I heard Bentley Logan breathe before I turned round and saw him. He lumbered in from the main hall, kicking the door wide; but it did not strike the wall and so it made no sound. He wore an old purple dressing gown, too short for him in the sleeves.
“So you’re the man,” he said.
And he was carrying a .45 army revolver, his thumb pulling back the hammer to cock, so that it was practically a hair-trigger.
“So you’re the man,” he repeated in a high voice.
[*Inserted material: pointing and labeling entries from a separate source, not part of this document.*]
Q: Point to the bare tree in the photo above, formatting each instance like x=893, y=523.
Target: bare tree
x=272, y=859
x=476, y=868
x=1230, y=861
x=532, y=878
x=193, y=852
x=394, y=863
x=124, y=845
Now you may think that this situation had begun to resemble a French farce. But it hadn’t. It wasn’t funny at all. Logan’s face looked not so much impassioned as dry and sick. The grayish tufts of hair were ruffled at either side of his bald head; the patch of mustache worked, as though the man were either going to sneeze or weep. If you have ever seen such emotions stripped raw, you will jump back from what you see. For there was power here too; it was going to burst, and everything else with it. His eyes blinked to adjust themselves to the light.
“Don’t you lie to me,” he said. “It’s been going on for four months.”
“Bentley!” urged Gwyneth, not quite at a scream.
“My wife,” he said. “Four months.”
“Sh-h! I tell you—”
“My wife,” said Logan. “Museums! Sneaking out and going to the—” he tasted the words with hatred, and then mimicked, “the Victoria and Albert Museum. Whoring there. My old mother would have—”
I went past him and shut the door to the hall. This was not a very sensible thing to do, for his thumb was still fumbling over the hammer of the revolver. But I was afraid he would rouse the house, and that would be worse.
Tess, for instance.
“My dear,” said Gwyneth, pretty steadily, “you’re being s-silly, and I hate you. I don’t know what you’re talking about. I tell you, I never saw Mr. Morrison before to-day!”
She almost wept over this. Its sincerity was so patent, there was so much in the last statement of a woman who feels herself wronged, that it would have impressed me. But I was surprised that it impressed Logan. Perhaps it didn’t, or perhaps he had another reason.
“No, Gwinnie?” he asked—softly, all of a sudden.
“No!”
“Then what are you doing down here?”
She moved away from the study door too quickly, letting go the knob as though it burned her. He interpreted that.
“So you were in there. What were you doing in there? And what’s that you’ve got in your hand?”
“I won’t tell you.”
“Let me see what you’ve got in your hand, Gwinnie. Come on. Let me see.”
“I won’t!”
“Look here,” I said, sliding in front of him. “Keep your voice down and stop acting like a lunatic. She’s done nothing.”
This stopped him for the moment. Perhaps, in his heart of hearts, he was half afraid to go for his wife. The man had regained his wits: he was merely fighting mad, looking for an excuse to go for anybody. There were big purple veins in his temples, and you could see the blood go up in them as in sluggish thermometers.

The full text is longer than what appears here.